I have already decided on using the Horde Text_Diff engine in a LAMP stack for calculating diff's and rendering them. My question is this:
What would be a good way of actually storing the incrementals in a database? I've never had to design this kind of database application before, and it appears that most engines want a fully serialized copy of the entire original and changed text in order to render the differences.
If that's the case, then how can I store the data of the diff in a database without storing the entire new document?
(NOTE: For this particular purpose, it will always be current version->proposed diff->new current version, meaning that I'm trying to store an actual diff instead of a reverse diff.)
For Wiki applications, consider storing:
StoredEdition[X] = diff(Edition[X+1], Edition[X])
, where Edition[0]
is the oldest. E.g. in a table "articles_revisions", with each row having a timestamp and referring to articleID. Sorry, at this moment I don't have a suggestion for tools to reconstitute text from serial diffs or reverse-diffs.

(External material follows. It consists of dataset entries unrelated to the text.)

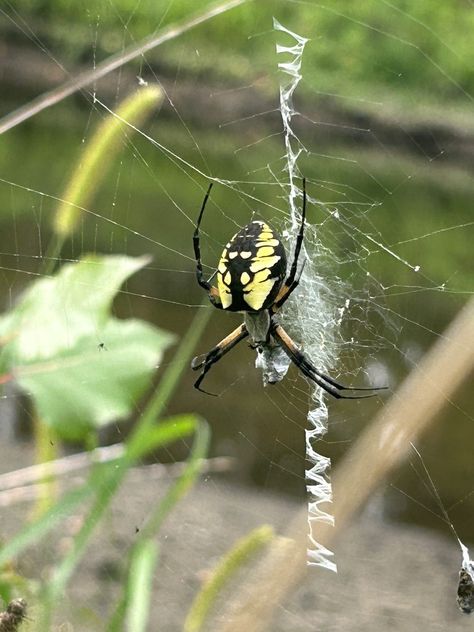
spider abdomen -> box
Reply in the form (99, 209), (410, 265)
(217, 221), (286, 312)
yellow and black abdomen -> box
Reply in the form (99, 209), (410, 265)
(217, 221), (286, 312)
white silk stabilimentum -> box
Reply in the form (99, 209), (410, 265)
(273, 19), (337, 571)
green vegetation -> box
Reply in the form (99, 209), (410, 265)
(4, 0), (474, 106)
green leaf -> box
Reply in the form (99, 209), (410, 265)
(0, 256), (172, 440)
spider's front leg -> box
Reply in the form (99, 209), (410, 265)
(191, 323), (249, 397)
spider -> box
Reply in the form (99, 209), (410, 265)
(191, 179), (379, 399)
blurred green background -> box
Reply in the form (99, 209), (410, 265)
(0, 0), (474, 534)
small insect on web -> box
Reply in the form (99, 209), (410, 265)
(191, 179), (385, 399)
(404, 443), (474, 614)
(0, 599), (27, 632)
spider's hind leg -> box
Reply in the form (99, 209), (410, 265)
(272, 324), (386, 399)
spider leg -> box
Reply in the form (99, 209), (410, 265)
(271, 324), (385, 399)
(193, 182), (221, 307)
(191, 323), (249, 397)
(273, 178), (306, 311)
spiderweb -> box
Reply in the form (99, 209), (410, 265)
(0, 0), (474, 629)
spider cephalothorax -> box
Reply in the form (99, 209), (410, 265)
(191, 179), (384, 399)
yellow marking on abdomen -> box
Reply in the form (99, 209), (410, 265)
(244, 279), (275, 312)
(255, 235), (280, 248)
(240, 272), (251, 285)
(250, 255), (281, 272)
(255, 246), (275, 259)
(217, 272), (232, 309)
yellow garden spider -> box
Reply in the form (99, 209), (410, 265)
(191, 179), (380, 399)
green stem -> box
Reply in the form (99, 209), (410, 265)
(39, 309), (211, 632)
(40, 85), (163, 275)
(184, 525), (274, 632)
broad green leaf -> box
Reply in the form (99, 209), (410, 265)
(0, 256), (172, 439)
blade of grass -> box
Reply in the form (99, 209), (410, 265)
(126, 539), (158, 632)
(45, 85), (163, 275)
(107, 420), (210, 632)
(38, 309), (211, 632)
(183, 525), (274, 632)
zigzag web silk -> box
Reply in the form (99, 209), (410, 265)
(273, 18), (336, 572)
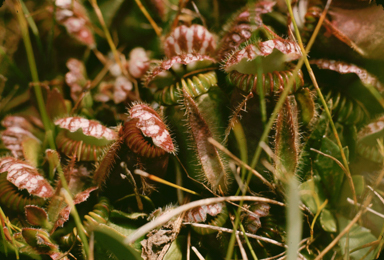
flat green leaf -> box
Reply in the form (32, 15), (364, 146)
(92, 224), (142, 260)
(296, 108), (329, 180)
(110, 209), (148, 220)
(163, 236), (187, 260)
(45, 149), (60, 180)
(338, 217), (376, 260)
(24, 205), (52, 230)
(299, 177), (325, 214)
(21, 138), (41, 167)
(315, 137), (348, 204)
(320, 209), (337, 232)
(286, 177), (303, 260)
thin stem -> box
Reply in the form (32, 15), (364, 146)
(135, 0), (161, 37)
(124, 196), (284, 244)
(226, 0), (332, 259)
(14, 0), (53, 134)
(240, 223), (258, 260)
(285, 0), (357, 203)
(90, 0), (127, 75)
(61, 188), (90, 257)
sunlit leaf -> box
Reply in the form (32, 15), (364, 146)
(338, 217), (376, 260)
(92, 224), (142, 259)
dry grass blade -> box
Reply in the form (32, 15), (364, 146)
(135, 0), (161, 37)
(286, 0), (357, 205)
(208, 138), (275, 191)
(347, 198), (384, 219)
(184, 223), (286, 247)
(124, 196), (284, 244)
(134, 169), (200, 196)
(315, 139), (384, 260)
(90, 0), (127, 75)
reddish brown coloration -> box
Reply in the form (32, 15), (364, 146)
(217, 1), (275, 60)
(120, 104), (176, 158)
(55, 0), (95, 48)
(51, 187), (98, 232)
(164, 24), (216, 58)
(0, 157), (53, 198)
(94, 76), (132, 104)
(55, 117), (117, 141)
(182, 89), (228, 192)
(224, 37), (302, 72)
(25, 205), (48, 227)
(145, 53), (216, 87)
(0, 174), (45, 212)
(309, 59), (384, 92)
(128, 47), (149, 78)
(241, 203), (271, 234)
(184, 202), (225, 222)
(328, 1), (384, 60)
(129, 104), (175, 153)
(1, 126), (38, 158)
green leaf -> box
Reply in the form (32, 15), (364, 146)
(90, 0), (124, 27)
(92, 224), (142, 260)
(45, 149), (60, 180)
(299, 176), (325, 214)
(338, 175), (365, 208)
(46, 88), (67, 120)
(296, 88), (316, 126)
(275, 96), (299, 179)
(110, 209), (148, 220)
(286, 176), (303, 260)
(320, 209), (337, 232)
(163, 236), (187, 260)
(315, 137), (348, 204)
(24, 205), (52, 230)
(21, 138), (41, 167)
(21, 228), (59, 255)
(338, 217), (376, 260)
(296, 108), (329, 180)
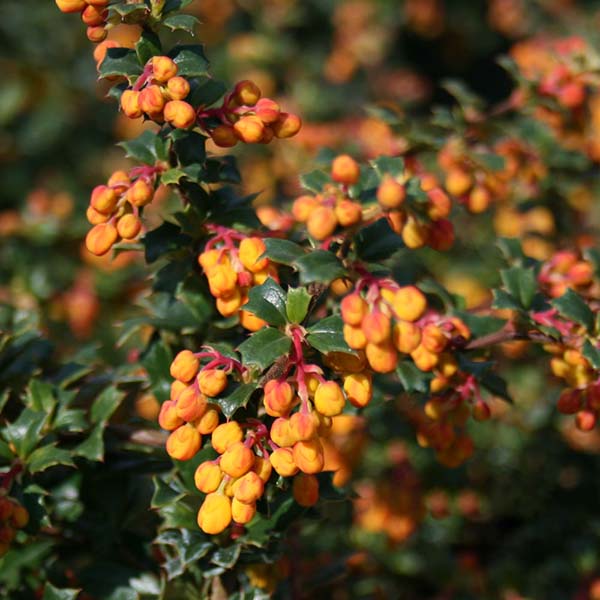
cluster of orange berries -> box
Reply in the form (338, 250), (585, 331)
(377, 173), (454, 251)
(538, 250), (594, 298)
(121, 56), (196, 129)
(292, 154), (363, 241)
(198, 80), (302, 148)
(0, 495), (29, 557)
(341, 276), (470, 376)
(198, 226), (278, 331)
(55, 0), (108, 43)
(85, 167), (159, 256)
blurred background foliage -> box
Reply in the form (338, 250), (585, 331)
(0, 0), (600, 600)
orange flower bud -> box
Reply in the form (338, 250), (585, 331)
(138, 85), (165, 116)
(254, 98), (280, 123)
(377, 175), (406, 210)
(270, 417), (297, 448)
(206, 264), (237, 298)
(85, 223), (119, 256)
(233, 80), (261, 106)
(194, 461), (223, 494)
(198, 492), (231, 535)
(340, 292), (369, 325)
(361, 312), (392, 344)
(167, 424), (202, 460)
(170, 350), (199, 382)
(292, 438), (324, 474)
(152, 56), (177, 83)
(233, 471), (265, 504)
(316, 381), (346, 414)
(306, 206), (338, 241)
(233, 115), (265, 144)
(167, 77), (190, 100)
(90, 185), (119, 215)
(269, 450), (301, 477)
(344, 373), (373, 408)
(211, 421), (244, 454)
(210, 125), (238, 148)
(239, 237), (269, 273)
(121, 90), (143, 119)
(343, 324), (367, 350)
(127, 178), (154, 206)
(117, 214), (142, 240)
(392, 321), (421, 354)
(198, 369), (227, 398)
(219, 442), (254, 477)
(271, 113), (302, 139)
(365, 340), (398, 373)
(392, 285), (427, 322)
(231, 498), (256, 525)
(334, 200), (362, 227)
(194, 408), (219, 435)
(176, 385), (207, 422)
(55, 0), (87, 13)
(292, 473), (319, 508)
(164, 100), (196, 129)
(289, 412), (319, 441)
(421, 323), (448, 354)
(331, 154), (360, 185)
(158, 400), (183, 431)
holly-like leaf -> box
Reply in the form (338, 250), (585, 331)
(285, 288), (312, 324)
(306, 315), (354, 354)
(294, 250), (346, 283)
(168, 45), (208, 77)
(551, 289), (594, 332)
(214, 383), (257, 419)
(244, 277), (287, 326)
(263, 238), (305, 266)
(238, 327), (292, 370)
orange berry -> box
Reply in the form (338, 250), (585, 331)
(377, 175), (406, 210)
(85, 223), (119, 256)
(158, 400), (183, 431)
(239, 237), (269, 273)
(211, 421), (244, 454)
(167, 424), (202, 460)
(163, 100), (196, 129)
(152, 56), (177, 83)
(306, 206), (338, 241)
(331, 154), (360, 185)
(392, 285), (427, 322)
(194, 461), (223, 494)
(292, 438), (324, 475)
(170, 350), (204, 382)
(344, 372), (373, 408)
(198, 492), (231, 535)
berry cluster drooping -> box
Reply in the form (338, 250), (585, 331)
(198, 80), (302, 148)
(85, 167), (160, 256)
(55, 0), (108, 43)
(198, 225), (278, 331)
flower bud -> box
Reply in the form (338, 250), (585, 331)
(331, 154), (360, 185)
(292, 473), (319, 508)
(169, 350), (199, 382)
(292, 438), (324, 474)
(85, 223), (119, 256)
(316, 381), (346, 414)
(211, 421), (244, 454)
(194, 461), (223, 494)
(219, 442), (254, 478)
(198, 369), (227, 398)
(167, 424), (202, 460)
(152, 56), (177, 83)
(198, 492), (231, 535)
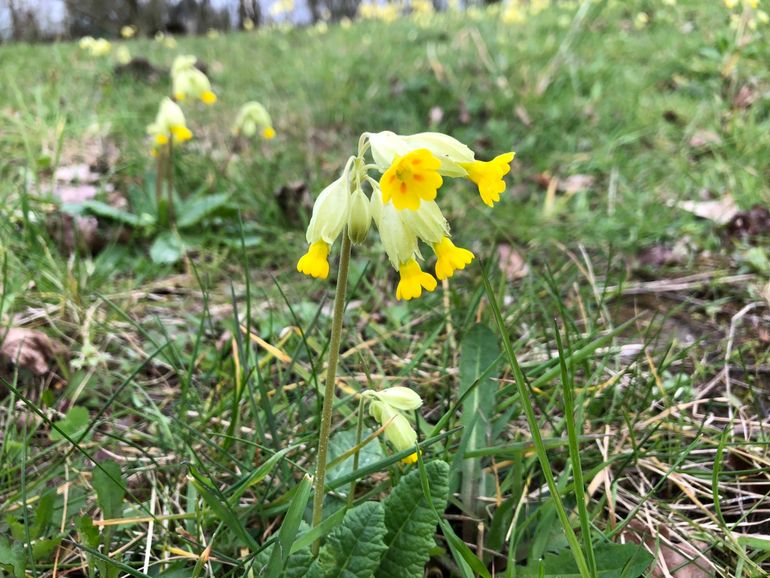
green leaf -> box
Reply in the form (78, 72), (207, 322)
(29, 490), (56, 540)
(375, 461), (449, 578)
(189, 466), (259, 551)
(150, 233), (185, 265)
(75, 516), (99, 548)
(48, 405), (88, 441)
(92, 460), (126, 518)
(176, 193), (230, 229)
(452, 324), (500, 514)
(516, 542), (655, 578)
(318, 502), (387, 578)
(264, 475), (313, 578)
(0, 536), (27, 578)
(227, 447), (294, 506)
(82, 201), (146, 227)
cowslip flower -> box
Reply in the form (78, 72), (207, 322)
(232, 100), (275, 140)
(297, 132), (514, 301)
(363, 386), (422, 464)
(171, 55), (217, 104)
(368, 132), (515, 209)
(297, 162), (351, 279)
(147, 98), (192, 154)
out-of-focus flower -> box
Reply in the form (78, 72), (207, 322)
(232, 100), (275, 140)
(147, 98), (192, 154)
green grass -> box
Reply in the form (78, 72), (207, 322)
(0, 0), (770, 577)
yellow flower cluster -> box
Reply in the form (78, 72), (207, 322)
(171, 55), (217, 104)
(724, 0), (770, 31)
(297, 131), (514, 301)
(362, 385), (422, 464)
(147, 55), (275, 156)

I think you should be able to work with the patch
utility. It creates the difference between two texts (or files) in form of the changes only. That created patch can then be stored inside the database. You still need the original text and then all patches up to the latest revision.
For PHP the xdiff Extension can be used for creating diffs for text and files.
To store the diffs inside the database you need to preserve the order of diffs, the diffs contents and the original text.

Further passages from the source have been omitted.